IT  

Unicorn Dalam Catatan SS Budi Raharjo


MATRANEWS.id — Tulisan di atas adalah “yu-ni-kon” (di mana bunyi huruf r di akhiran tidak jelas). Padahal seharusnya pronunciation-nya adalah “yuu-ni-kawrn”…

“Unicon” itu beda dengan Unicorn.

Unicon itu adalah bahasa pemrograman yang dirancang oleh Clint Jeffery dengan bantuan Shamim Mohamed, Jafar al-Gharaibeh, Robert Parlett, etc.

Sedangkan “Unicorn” itu adalah makhluq dalam mitologi yang menyerupai kuda yang mempunyai tanduk tunggal di tengah ubun-ubun kepalanya…

Unicorn adalah sebuah perusahaan start-up yang usianya kurang dari 10 tahun, namun valuation-nya oleh investor atau publik sudah melebihi $ 1 milyar (atau Rp 14 trilyun).

Catatannya adalah, Lazada itu milik siapa mayoritas sahamnya? Tokopedia itu milik siapa mayoritas sahamnya? OLX itu milik siapa mayoritas sahamnya?

FYI, investasi saham terbesar untuk dunia eCommerce di Indonesia mayoritas dilakukan oleh orang asing, terutama oleh Mr Jack Ma dari RRC.

Begitu juga berbagai jenis layanan aplikasi berbayar, hampir semua mayoritas sahamnya dimiliki oleh asing. Memang sih web hosting kebanyakan adalah lokal, seperti: IDWEBHOST, RUMAHWEB, etc… tetapi mereka juga membeli cloudspace dari luar negeri, seperti dari Singapura, US, dll…

Belum lagi jika sudah dicodingkan CMS kemudian jadi sebuah olshop berbasis web, lalu didukung dengan aplikasi mobile, dan… voilà…! Tetiba saja perusahaan olshop tersebut dilirik oleh investor luar negeri, lalu dibeli, dan tentunya keuntungannya yang pasti akan mereka bawa ke negeri asalnya dong?

So, pengembangan startup Unicorn untuk bisnis online, harus diawasi dengan cermat, karena kalau salah-salah, tahu-tahu diakuisisi oleh investor asing, dan ujung-ujungnya akan merugikan orang Indonesia!

Pemerintah itu pada dasarnya adalah “policy maker”, bukan kontraktor infrastruktur.

Tahukah Anda bahwa perusahaan startup yang sudah mencapai valuasi Unicorn, ternyata semuanya didanai dan dikuasai oleh asing… dengan hanya satu pengecualian adalah BukaLapak yang sahamnya masih lebih besar dimiliki founder-nya, dan kebijakan juga masih dipegang oleh anak negeri.

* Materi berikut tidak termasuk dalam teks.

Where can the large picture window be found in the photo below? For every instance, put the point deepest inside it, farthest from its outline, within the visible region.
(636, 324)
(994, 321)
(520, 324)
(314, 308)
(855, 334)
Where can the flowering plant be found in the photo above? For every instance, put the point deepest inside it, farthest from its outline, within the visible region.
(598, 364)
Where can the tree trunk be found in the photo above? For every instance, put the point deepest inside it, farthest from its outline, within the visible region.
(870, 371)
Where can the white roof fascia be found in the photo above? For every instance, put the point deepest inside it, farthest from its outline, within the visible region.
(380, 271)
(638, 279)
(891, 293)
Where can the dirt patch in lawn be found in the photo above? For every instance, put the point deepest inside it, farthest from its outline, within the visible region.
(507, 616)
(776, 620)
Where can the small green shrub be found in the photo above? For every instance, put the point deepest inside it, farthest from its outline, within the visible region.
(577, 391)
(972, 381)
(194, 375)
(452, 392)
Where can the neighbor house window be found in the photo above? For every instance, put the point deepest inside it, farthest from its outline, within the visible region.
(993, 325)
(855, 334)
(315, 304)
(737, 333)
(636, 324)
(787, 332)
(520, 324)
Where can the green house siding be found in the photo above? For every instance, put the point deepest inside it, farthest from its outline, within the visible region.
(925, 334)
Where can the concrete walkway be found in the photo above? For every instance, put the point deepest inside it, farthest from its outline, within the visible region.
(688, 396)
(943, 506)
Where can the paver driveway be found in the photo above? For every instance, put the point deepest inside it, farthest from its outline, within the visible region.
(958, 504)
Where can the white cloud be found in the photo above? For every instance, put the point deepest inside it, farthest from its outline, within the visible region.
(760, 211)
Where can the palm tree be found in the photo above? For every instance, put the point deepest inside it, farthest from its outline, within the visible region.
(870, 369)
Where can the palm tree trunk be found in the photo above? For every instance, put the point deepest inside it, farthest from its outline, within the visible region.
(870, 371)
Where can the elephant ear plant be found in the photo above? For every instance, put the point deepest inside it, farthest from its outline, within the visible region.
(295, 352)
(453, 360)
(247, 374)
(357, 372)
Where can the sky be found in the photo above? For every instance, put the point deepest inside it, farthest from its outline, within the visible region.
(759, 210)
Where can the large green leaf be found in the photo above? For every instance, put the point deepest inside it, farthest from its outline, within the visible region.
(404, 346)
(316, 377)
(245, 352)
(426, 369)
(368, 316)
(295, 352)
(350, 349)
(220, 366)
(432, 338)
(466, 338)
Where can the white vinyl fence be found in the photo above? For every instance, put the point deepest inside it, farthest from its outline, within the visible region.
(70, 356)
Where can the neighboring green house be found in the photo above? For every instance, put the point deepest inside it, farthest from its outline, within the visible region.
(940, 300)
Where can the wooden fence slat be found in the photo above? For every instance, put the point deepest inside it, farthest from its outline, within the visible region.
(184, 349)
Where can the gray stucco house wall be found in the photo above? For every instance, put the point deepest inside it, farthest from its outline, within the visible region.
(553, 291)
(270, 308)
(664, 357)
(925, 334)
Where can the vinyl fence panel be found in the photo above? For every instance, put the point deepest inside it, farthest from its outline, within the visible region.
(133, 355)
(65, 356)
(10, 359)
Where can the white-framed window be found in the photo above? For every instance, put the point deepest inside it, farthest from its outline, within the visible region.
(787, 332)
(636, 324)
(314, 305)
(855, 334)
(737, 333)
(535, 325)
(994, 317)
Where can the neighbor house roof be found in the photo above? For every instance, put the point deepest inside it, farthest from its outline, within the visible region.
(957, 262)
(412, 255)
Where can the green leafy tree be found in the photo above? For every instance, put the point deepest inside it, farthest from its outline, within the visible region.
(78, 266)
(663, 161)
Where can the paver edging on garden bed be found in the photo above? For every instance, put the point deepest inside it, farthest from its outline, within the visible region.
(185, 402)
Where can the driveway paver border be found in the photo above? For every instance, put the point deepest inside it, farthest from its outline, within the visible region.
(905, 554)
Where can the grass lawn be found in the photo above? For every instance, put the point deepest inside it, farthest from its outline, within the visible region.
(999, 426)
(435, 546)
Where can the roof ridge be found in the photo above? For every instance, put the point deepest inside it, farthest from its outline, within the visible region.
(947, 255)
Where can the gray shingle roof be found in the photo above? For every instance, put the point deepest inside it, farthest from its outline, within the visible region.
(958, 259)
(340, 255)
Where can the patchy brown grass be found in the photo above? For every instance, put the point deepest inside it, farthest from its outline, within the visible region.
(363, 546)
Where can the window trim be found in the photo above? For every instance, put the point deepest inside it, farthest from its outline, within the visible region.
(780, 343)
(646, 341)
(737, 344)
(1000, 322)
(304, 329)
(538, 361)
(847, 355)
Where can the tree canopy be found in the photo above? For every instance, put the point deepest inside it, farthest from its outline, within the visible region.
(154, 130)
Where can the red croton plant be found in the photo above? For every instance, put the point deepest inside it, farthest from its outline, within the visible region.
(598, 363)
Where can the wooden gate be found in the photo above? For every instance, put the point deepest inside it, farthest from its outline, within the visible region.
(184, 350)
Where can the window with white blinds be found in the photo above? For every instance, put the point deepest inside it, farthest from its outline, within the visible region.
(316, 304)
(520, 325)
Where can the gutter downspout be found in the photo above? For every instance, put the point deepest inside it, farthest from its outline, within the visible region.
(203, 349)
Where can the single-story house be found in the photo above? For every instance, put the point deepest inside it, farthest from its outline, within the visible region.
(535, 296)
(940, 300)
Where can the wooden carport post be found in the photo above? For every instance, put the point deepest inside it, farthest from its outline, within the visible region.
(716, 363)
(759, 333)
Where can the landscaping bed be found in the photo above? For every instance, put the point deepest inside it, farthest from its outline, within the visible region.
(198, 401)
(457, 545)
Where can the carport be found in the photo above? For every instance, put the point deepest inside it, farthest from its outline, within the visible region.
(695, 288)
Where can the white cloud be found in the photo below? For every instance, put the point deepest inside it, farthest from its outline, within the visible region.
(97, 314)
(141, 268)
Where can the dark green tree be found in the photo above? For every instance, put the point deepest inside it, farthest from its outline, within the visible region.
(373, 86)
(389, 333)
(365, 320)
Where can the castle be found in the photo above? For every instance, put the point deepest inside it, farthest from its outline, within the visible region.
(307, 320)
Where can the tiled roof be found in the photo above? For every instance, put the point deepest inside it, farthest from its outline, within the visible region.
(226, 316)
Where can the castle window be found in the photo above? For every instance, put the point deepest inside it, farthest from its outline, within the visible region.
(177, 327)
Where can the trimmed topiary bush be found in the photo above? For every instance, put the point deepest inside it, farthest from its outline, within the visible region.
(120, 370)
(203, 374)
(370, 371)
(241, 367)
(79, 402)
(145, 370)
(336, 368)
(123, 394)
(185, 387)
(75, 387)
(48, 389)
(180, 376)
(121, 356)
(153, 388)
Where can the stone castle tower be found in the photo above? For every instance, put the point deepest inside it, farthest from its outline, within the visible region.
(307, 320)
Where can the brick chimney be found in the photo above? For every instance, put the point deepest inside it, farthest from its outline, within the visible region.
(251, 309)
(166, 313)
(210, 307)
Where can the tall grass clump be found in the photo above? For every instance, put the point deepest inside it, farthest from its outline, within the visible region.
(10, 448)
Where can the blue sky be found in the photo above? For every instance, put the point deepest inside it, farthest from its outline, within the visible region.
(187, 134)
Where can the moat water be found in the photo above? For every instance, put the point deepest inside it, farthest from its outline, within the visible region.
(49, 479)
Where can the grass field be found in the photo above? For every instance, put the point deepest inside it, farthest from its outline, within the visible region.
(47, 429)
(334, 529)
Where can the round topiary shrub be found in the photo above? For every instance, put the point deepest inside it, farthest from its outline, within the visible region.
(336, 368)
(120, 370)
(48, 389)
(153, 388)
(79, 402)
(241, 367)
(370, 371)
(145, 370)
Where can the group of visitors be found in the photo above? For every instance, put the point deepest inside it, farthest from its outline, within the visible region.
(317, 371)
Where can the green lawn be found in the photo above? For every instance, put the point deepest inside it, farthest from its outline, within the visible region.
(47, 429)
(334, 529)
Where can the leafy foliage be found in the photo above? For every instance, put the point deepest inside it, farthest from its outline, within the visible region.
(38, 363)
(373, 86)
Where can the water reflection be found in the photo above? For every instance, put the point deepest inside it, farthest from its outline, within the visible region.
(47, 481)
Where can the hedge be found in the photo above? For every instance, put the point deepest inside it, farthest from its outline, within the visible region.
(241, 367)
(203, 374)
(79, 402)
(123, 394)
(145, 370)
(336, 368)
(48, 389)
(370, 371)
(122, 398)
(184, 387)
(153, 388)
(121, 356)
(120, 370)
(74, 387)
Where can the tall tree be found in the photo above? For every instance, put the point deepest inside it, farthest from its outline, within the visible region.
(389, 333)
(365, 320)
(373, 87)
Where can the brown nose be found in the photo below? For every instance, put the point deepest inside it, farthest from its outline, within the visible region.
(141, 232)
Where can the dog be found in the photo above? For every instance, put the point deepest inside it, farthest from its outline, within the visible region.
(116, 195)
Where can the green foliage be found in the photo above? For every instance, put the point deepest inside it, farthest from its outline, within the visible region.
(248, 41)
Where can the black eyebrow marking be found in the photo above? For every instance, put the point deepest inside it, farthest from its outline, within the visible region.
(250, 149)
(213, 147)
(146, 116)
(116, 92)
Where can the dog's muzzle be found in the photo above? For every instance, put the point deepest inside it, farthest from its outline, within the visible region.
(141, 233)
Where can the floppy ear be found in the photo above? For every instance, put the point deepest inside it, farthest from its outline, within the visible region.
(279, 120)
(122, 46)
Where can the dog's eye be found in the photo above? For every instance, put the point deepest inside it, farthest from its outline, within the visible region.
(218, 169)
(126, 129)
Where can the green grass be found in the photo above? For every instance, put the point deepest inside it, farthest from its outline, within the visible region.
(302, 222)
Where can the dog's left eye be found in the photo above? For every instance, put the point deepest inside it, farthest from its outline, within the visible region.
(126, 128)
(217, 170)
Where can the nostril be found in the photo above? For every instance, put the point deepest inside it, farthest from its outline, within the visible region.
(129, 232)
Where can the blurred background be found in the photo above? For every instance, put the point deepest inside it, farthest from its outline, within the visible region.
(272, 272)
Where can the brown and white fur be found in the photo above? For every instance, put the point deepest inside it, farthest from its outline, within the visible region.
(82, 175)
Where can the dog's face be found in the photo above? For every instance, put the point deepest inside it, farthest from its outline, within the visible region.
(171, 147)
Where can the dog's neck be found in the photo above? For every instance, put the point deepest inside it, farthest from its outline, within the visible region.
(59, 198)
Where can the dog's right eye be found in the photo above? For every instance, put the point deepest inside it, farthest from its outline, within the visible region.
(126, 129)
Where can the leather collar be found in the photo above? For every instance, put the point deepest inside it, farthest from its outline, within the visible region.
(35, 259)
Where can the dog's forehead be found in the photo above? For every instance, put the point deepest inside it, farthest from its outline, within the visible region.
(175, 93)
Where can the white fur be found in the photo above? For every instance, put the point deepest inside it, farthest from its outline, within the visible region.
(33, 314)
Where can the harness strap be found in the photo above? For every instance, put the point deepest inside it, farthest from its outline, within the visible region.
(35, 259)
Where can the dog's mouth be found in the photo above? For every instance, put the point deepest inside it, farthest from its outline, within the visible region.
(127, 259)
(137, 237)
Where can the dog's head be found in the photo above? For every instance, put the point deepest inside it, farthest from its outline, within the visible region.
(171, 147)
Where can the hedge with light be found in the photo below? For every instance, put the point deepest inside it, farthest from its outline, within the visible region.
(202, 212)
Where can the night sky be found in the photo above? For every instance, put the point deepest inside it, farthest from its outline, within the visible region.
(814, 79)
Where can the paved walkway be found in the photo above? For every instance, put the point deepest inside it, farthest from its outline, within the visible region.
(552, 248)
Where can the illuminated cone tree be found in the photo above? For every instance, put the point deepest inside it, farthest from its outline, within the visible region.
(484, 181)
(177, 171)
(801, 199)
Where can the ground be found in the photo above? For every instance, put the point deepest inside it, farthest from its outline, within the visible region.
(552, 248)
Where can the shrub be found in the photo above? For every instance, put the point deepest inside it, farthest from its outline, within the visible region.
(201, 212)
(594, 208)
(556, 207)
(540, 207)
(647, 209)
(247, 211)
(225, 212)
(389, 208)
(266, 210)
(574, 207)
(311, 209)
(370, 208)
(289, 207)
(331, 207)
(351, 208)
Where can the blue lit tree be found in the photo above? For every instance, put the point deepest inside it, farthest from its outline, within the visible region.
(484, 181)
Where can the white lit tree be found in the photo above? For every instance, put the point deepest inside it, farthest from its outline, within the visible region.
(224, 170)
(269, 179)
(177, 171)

Adalah lumrah kalau pendanaan industri startup itu didanai oleh investor, namun sekarang yang penting adalah bagaimana caranya agar keuntungan yang didapat oleh investor tersebut tidak dilarikan keluar negeri (negara asalnya investor), atau paling tidak adalah perputaran modal dulu di Indonesia…

Any other opinion? Let’s have a good discussion, shall we?